What's in a Word | All Blogs

Painting a picture using parallelism

By Debra Dobbins

I don’t always agree with his opinions, but I never quibble with how one national columnist expresses them. George Will is to exacting standards in language the way Lady Gaga is to unbridled statements of fashion.

Will also appreciates others’ command of English. In his column today, he quotes Daniel Okrent, author of Last Call: The Rise and Fall of Prohibition.

Prohibition’s most famous leader was Carry Nation. Okrent describes her as “six-feet tall, with the biceps of a stevedore, the face of a prison warden, and the persistence of a toothache.” (Italics added.)


Ouch! If that doesn’t flash a snapshot into our minds, nothing will.
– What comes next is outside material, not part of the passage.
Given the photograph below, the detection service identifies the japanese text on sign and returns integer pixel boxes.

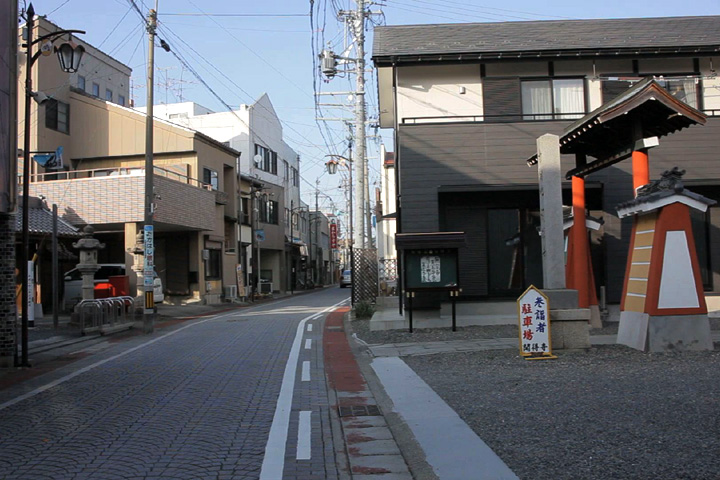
[143,225,154,287]
[420,255,441,283]
[517,286,552,356]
Okrent’s description works well for two reasons: specific words and parallelism.

Okrent could have simply said that Nation was tall, strong, ugly and persistent. By painting a word picture, however, he lets us reach the same conclusion in a much more satisfying way.

He also uses parallelism to great effect. Parallelism is the repetition of grammatical structure in phrases or clauses.
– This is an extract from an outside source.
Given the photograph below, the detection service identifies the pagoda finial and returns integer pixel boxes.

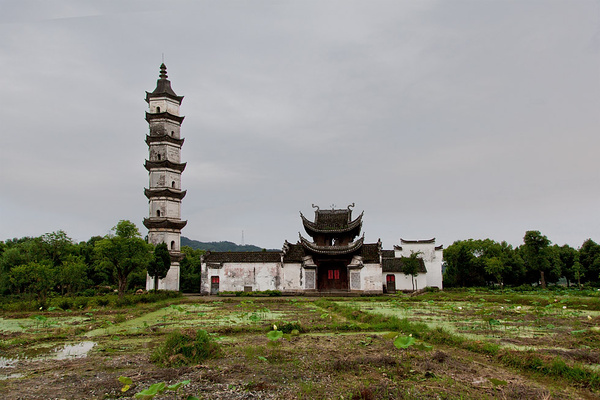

Julius Caesar is credited with this example: “I came, I saw, I conquered.” Here, the structure is pronoun-verb, repeated twice. (Language purists may frown on the lack of a coordinating conjunction, but let’s leave that debate for another time.)
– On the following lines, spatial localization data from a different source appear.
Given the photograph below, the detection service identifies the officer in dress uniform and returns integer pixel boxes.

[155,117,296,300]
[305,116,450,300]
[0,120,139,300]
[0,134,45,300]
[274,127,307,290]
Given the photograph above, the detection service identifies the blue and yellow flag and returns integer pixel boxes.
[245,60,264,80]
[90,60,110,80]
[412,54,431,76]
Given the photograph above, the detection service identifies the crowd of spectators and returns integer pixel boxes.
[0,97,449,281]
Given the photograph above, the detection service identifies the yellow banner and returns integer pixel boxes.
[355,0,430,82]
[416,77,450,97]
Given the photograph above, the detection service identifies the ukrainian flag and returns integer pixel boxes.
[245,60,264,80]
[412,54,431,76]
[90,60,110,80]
Starting with the, Okrent uses the structure of definite article-noun-preposition-indefinite article-noun. Yes, he sneaks in prison, which is used as an adjective, but the parallelism is still strong. The way this quotable quote is written enables us first to remember it so that we then can pass it along to others.

Writers’ use of word pictures and parallelism helps us retain what we read, and in the Information Age we need all the memory tricks we can get. No worries. Will and other wordsmiths will always find a way to help us out. We may not always like what they write, but we can always admire how they write.